US government spies on journalists! (Who track migrant caravans, so this time it's news)

8 Mar, 2019 05:00 / Updated 6 years ago

Journalists, activists, lawyers and “organizers” involved with last year’s Central American migrant caravans were tracked by US government agencies, leaked documents reveal – but Homeland Security has been doing this for a while.

At least 59 media professionals and others linked to the migrant caravans were monitored under 'Operation Secure Line' by a coalition of Customs and Border Protection, Immigration and Customs Enforcement, US Border Patrol, Homeland Security Investigations, and even the Federal Bureau of Investigation’s San Diego branch, according to the documents, which a Homeland Security source leaked to NBC. Many of the activists were linked to migrant groups like Pueblo Sin Fronteras, which organizes the caravans, and to Border Angels.

We are a criminal investigation agency, we’re not an intelligence agency. We can’t create dossiers on people and they’re creating dossiers,” the source told NBC, suggesting his reasons for leaking. “This is an abuse of the Border Search Authority.” The dossiers included photos – taken from social media accounts, in some cases – birthdates, home countries, and alleged role with the migrant caravan, as well as information on whether they had been arrested, detained, interviewed, or otherwise apprehended.

Also on rt.com ‘Conspiracy theory’? US Homeland Security wants to track journalists & analyze media ‘sentiment’

NBC contacted some of the journalists and photographers named in the database, many of whom could confirm they had been pulled aside for enhanced screenings at the border multiple times as they crossed to document the human tide of over 5,000 migrants sweeping north from Honduras, Guatemala, and El Salvador. They were ‘blown away’ to discover the authorities had been hoarding information on them.

The government cannot use the pretext of the border to target activists critical of its policies, lawyers providing legal representation, or journalists simply doing their jobs,” American Civil Liberties Union staff attorney Esha Bhandari told the outlet, denouncing the targeting of journalists as “an outrageous violation of the First Amendment” and promising to explore “all options in response.”

It’s somewhat surprising that mainstream US media deemed the news of DHS tracking journalists worth reporting, or that the ACLU immediately objected to such intrusive monitoring this time, given a total non-response to last year’s bombshell revelation that the agency was building a massive searchable global database of journalists and social media influencers in order to monitor “sentiment,” among other variables. 
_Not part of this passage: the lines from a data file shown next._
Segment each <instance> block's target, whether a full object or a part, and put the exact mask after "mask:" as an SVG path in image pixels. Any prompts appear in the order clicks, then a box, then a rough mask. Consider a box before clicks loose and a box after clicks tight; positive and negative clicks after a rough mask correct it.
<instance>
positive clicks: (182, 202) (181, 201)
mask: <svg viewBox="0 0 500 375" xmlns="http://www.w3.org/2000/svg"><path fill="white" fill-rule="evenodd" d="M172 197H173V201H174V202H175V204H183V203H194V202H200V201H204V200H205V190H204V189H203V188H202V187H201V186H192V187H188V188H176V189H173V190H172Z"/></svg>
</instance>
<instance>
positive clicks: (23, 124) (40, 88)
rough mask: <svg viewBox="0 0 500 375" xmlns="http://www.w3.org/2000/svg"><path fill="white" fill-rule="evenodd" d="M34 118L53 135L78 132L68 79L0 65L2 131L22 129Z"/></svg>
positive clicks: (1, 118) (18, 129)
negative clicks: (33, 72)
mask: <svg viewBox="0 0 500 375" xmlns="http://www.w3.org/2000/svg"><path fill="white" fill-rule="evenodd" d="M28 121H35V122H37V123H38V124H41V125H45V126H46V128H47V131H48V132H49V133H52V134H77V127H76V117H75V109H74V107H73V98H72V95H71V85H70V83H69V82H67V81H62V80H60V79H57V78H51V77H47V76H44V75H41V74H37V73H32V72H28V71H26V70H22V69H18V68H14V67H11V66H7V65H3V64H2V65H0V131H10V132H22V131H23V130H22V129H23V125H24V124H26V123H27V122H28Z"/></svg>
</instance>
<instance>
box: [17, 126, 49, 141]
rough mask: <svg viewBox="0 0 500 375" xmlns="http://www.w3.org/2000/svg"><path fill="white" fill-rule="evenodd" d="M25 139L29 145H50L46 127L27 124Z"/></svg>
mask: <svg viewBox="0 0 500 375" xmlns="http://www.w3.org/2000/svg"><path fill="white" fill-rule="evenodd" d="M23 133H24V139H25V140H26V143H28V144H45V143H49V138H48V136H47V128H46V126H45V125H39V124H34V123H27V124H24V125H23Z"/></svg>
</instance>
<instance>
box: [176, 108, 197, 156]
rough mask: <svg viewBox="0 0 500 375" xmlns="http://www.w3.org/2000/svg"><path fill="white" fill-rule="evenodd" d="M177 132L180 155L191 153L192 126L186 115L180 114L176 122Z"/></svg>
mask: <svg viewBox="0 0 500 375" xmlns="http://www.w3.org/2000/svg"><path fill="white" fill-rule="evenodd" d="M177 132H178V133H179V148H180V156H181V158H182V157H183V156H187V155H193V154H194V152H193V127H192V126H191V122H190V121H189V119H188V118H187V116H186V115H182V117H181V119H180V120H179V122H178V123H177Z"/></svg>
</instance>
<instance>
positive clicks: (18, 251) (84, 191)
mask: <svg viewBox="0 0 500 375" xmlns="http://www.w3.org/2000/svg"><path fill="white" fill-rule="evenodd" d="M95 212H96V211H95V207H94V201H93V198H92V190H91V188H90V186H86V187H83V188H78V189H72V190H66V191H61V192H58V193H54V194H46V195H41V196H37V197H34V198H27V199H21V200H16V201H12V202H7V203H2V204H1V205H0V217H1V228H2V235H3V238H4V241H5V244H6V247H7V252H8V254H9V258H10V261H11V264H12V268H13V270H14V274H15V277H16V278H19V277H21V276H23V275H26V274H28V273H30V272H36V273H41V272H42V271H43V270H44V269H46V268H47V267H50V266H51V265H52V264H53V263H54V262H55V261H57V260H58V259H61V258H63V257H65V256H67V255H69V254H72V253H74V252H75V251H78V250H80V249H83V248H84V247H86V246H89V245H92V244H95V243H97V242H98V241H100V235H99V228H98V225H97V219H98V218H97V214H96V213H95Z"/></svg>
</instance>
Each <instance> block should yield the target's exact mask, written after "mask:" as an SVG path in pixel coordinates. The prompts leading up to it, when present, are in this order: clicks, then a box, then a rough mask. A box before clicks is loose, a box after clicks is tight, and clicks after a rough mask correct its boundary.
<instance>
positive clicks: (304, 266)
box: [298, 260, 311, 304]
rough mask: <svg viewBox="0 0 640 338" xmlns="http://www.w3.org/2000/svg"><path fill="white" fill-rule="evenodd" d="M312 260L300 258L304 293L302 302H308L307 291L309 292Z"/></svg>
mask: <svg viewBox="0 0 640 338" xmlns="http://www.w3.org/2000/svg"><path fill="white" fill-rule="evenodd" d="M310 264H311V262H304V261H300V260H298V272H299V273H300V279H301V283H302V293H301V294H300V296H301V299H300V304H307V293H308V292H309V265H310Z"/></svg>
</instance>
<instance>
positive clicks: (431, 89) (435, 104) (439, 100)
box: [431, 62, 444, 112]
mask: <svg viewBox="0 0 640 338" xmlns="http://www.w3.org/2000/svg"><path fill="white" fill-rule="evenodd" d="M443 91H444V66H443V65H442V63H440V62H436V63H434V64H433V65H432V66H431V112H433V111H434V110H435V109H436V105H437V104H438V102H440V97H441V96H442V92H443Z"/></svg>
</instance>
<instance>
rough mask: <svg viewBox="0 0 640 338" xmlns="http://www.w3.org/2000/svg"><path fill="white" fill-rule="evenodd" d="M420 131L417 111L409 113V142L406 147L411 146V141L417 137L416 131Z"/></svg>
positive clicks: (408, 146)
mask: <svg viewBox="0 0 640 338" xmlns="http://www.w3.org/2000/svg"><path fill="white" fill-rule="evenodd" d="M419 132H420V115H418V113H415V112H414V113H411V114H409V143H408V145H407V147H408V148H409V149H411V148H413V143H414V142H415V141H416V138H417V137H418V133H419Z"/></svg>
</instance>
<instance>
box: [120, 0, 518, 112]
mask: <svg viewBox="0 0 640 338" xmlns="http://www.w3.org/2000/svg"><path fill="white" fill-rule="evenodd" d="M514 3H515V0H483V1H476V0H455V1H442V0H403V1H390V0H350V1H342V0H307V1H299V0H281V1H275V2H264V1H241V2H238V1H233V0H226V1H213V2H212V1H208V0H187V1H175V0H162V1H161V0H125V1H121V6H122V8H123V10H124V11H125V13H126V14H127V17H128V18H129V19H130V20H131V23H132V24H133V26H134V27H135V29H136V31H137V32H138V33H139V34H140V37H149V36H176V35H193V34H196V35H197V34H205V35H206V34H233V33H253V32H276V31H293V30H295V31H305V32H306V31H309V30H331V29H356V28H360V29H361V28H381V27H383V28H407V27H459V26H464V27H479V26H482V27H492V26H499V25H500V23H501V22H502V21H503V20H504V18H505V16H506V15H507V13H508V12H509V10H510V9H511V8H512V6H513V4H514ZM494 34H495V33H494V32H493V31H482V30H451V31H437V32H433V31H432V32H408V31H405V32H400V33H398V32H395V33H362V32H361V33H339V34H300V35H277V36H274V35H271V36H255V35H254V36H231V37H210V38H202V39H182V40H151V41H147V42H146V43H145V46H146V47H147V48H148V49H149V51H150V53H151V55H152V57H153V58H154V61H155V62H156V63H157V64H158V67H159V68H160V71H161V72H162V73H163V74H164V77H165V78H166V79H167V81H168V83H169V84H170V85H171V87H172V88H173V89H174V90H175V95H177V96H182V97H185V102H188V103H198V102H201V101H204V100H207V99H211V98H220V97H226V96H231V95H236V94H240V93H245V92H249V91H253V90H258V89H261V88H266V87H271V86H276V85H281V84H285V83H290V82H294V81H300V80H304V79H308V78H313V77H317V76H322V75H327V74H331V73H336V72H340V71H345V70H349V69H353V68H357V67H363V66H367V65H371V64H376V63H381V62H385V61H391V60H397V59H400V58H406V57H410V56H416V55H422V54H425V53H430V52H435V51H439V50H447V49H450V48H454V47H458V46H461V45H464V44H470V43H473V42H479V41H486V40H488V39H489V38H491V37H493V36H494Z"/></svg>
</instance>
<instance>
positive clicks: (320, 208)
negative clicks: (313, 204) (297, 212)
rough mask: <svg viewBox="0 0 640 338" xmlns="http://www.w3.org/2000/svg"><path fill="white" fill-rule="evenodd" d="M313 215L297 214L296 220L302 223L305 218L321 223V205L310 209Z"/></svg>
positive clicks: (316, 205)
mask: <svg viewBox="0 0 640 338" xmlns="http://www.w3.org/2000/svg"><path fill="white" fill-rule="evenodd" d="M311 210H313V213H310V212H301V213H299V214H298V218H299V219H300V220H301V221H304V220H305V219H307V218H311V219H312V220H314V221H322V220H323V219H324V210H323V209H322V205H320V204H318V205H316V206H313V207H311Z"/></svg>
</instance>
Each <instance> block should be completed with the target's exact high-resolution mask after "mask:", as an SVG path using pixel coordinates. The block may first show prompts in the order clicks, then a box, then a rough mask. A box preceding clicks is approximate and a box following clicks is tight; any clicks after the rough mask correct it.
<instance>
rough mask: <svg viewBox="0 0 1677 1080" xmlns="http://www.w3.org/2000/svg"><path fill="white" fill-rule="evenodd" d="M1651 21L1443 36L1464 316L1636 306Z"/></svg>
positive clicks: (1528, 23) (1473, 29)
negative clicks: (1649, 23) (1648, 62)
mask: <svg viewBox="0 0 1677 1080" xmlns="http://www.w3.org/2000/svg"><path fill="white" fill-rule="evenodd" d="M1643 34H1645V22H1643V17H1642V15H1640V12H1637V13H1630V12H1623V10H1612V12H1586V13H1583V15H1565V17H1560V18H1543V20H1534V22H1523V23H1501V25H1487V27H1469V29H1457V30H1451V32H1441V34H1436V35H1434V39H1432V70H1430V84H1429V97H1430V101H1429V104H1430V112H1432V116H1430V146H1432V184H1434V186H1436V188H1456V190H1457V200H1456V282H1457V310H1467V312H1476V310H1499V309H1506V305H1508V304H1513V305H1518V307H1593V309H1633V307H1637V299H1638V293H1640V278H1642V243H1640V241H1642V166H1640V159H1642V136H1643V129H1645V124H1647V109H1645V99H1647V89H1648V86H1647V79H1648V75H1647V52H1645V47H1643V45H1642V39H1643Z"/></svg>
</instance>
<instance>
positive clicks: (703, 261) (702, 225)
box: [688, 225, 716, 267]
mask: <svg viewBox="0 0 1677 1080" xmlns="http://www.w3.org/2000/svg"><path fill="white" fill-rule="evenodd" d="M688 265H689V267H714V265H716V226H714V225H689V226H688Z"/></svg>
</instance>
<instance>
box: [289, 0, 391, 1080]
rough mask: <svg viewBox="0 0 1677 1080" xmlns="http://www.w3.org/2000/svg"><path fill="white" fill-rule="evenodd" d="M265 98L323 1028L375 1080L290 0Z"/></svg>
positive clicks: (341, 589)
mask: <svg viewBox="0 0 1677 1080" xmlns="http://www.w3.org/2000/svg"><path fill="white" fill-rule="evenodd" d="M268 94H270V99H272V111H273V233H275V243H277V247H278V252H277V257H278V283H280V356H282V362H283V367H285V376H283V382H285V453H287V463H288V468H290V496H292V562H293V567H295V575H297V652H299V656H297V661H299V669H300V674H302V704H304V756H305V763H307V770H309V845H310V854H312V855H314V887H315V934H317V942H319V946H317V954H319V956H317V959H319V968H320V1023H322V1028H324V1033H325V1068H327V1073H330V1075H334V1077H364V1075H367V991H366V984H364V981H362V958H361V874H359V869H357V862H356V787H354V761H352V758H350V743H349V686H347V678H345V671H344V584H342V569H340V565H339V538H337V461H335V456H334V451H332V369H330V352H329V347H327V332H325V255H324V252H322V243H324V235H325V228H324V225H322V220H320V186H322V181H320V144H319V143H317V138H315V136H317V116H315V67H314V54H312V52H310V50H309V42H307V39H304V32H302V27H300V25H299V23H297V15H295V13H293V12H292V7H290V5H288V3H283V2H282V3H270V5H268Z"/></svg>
What makes this report different? Is it the presence of a DHS leaker, or the faces and names that might allow us to empathize with the chilling totalitarian possibilities of a heavily-armed all-seeing government agency tracking journalists’ every move, detaining them for upwards of 13 hours at the border when all they’re trying to do is capture the perfect heartstring-tugging photo of a crying migrant child seeking a better life in the US?

The DHS never denied that the interactive database project revealed last year exists – they merely mocked any journalist who asked questions about it, literally calling them “tinfoil hat-wearing, black helicopter conspiracy theorists.” Mainstream media obediently refrained from pursuing the story, aside from one determined fact-finder at...Snopes. Since it’s apparently totally normal for a “criminal investigation agency” to be keeping dossiers on journalists all around the world, the story was permitted to slide into the memory hole. 

The DHS project gives agents access to journalists’ social network connections and publishing histories, allowing them to monitor trends, the spread of stories, and social media in real time on a massive interactive database – tracking volume, intensity, influencers, geographic trends, momentum, and sentiment. Yet according to DHS spokesman Tyler Houlton, such a sweeping project was “nothing more than the standard practice of monitoring current events in the media.”